Exploiting Reversible Computing for Latent-Fault-Free Error Detecting/Correcting CMOS Circuits

Abstract

Unlike conventional CMOS circuits, reversible circuits do not have latent faults, so faults occurring in internal circuit nodes always result in an error at the output. This is a unique feature for online or concurrent fault tolerance and the main motivation of this paper with an aim of achieving highly efficient fault-tolerant CMOS logic circuits. For this purpose, we first implement fault-tolerant reversible circuits. We develop two techniques to make a reversible circuit fault-tolerant by using multiple-control Toffoli gates. The first technique is based on single parity preserving and offers error detection for odd number of errors at the output.
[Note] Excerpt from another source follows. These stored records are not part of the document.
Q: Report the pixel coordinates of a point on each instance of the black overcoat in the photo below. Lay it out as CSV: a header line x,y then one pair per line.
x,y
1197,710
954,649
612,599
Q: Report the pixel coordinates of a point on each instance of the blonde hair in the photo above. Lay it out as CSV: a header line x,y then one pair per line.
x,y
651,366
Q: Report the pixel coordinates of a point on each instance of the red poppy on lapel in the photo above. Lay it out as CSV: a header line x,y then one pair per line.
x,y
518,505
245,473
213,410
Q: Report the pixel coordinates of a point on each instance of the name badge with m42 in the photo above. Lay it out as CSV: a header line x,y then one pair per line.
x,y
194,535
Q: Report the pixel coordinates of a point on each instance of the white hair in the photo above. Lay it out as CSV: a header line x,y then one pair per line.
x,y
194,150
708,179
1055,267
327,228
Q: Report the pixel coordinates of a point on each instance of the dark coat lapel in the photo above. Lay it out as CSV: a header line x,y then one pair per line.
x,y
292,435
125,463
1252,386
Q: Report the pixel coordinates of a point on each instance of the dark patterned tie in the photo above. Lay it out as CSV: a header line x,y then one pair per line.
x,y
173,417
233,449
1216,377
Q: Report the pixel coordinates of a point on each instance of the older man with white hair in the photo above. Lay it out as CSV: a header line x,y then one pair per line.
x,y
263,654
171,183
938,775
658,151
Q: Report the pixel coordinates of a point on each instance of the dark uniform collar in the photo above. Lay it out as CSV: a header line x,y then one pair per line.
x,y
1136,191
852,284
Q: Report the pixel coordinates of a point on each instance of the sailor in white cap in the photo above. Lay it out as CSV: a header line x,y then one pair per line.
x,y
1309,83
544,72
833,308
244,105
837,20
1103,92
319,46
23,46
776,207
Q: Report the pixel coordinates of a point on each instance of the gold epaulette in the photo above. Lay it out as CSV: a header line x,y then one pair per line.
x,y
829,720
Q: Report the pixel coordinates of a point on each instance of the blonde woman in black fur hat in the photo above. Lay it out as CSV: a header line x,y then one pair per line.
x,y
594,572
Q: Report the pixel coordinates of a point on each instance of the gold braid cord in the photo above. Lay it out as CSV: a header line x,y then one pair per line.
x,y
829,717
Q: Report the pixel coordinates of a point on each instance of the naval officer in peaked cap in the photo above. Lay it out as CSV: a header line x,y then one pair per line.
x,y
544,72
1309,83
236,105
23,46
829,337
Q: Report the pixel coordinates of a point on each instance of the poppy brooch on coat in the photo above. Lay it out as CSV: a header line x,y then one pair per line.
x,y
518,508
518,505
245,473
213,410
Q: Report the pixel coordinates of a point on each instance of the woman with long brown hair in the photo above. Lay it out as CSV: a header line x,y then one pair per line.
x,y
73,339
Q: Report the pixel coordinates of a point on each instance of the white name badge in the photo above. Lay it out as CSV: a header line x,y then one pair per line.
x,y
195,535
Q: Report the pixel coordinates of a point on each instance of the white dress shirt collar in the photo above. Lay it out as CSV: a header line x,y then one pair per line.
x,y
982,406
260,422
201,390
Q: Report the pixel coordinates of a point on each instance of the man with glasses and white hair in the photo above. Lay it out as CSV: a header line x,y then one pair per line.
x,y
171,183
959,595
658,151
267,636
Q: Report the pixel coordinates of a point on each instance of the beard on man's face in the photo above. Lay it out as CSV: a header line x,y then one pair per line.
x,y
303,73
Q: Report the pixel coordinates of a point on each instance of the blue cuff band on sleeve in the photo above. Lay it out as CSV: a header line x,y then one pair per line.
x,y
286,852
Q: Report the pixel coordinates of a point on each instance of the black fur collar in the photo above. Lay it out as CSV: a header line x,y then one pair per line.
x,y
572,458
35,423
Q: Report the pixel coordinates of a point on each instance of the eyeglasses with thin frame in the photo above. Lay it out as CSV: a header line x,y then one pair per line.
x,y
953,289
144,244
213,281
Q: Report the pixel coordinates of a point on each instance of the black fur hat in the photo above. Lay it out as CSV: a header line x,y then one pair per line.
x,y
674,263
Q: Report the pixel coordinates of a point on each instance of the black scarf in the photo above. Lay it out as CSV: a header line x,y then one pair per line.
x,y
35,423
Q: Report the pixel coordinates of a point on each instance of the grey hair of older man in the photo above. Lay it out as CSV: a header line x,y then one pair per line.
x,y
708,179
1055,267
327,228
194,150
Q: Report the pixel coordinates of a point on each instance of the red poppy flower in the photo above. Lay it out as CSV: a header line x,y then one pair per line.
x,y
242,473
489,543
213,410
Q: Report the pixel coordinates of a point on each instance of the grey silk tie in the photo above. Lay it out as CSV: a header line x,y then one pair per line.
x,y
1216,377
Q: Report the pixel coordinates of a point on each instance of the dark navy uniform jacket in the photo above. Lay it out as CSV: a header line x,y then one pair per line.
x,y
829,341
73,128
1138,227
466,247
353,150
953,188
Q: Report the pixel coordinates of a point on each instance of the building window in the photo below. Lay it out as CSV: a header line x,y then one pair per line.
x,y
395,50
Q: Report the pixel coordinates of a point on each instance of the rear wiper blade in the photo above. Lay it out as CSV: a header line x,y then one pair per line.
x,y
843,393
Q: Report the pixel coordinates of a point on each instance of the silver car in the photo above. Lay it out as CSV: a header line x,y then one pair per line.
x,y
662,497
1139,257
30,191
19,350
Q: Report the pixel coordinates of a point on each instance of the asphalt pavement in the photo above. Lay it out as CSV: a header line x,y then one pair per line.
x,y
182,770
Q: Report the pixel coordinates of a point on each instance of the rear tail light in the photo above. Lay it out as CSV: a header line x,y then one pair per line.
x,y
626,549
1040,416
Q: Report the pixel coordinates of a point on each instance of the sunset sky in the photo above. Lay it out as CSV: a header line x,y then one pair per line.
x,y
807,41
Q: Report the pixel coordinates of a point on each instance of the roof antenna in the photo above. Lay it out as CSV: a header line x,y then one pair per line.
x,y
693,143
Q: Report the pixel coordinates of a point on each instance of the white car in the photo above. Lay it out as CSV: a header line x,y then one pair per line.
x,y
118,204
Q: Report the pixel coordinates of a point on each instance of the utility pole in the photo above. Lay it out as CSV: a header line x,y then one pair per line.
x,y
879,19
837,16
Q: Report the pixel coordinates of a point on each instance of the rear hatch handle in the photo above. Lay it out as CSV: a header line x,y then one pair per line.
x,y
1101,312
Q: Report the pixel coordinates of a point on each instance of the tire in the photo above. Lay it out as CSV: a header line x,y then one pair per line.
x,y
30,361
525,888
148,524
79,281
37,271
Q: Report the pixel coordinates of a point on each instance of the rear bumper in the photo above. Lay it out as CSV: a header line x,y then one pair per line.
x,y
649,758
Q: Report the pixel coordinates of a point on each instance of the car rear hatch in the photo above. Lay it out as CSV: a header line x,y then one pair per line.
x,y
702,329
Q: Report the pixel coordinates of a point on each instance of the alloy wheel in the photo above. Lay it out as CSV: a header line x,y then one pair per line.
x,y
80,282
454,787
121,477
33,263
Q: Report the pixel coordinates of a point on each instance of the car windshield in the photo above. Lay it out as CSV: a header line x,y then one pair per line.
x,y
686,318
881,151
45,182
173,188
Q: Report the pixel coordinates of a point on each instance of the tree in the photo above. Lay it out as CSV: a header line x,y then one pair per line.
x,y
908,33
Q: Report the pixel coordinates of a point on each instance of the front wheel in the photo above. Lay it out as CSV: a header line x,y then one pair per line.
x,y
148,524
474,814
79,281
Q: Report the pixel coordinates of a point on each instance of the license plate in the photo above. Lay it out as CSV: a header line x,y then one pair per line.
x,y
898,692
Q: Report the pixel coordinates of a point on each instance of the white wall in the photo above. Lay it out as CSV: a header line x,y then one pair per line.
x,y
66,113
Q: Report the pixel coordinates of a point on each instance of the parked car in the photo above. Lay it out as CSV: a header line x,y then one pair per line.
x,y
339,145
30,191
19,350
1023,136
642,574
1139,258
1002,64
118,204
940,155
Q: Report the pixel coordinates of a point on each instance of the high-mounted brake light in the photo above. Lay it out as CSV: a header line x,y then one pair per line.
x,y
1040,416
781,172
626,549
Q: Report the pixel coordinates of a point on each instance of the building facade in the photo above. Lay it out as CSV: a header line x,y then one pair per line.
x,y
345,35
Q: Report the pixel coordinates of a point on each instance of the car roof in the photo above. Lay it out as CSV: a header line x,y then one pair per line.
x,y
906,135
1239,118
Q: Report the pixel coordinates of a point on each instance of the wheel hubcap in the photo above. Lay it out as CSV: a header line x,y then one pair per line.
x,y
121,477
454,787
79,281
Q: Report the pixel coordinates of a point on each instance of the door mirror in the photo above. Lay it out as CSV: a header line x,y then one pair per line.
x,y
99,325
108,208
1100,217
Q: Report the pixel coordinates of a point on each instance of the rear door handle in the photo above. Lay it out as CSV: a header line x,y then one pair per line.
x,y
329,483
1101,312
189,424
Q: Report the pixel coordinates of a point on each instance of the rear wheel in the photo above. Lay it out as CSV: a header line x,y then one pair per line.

The second technique is constructed on Hamming codes, which results in circuits detecting any number of errors unless the number of errors at the output is the order of $d$ or correcting $(d-1)/2$ bit errors, where $d$ is the minimum Hamming distance between any pair of bit patterns. We select $d=3$ in this paper. We also claim that 100% error detection is possible with conservative reversible gates, such as a Fredkin gate. For this purpose, we develop a greedy synthesis algorithm that implements an arbitrary reversible function with multiple-control Fredkin gates. As the next step, we utilize the proposed reversible circuits with conventional CMOS gates. This certainly approves the practical use of the proposed techniques. The effectiveness of our techniques is demonstrated on benchmark circuits, implemented by both reversible and CMOS gates, in terms of fault tolerance performances and area costs. Comparisons with the related studies in the literature as well as with dual-modular redundancy and triple-modular redundancy-based circuits clearly favor the proposed designs.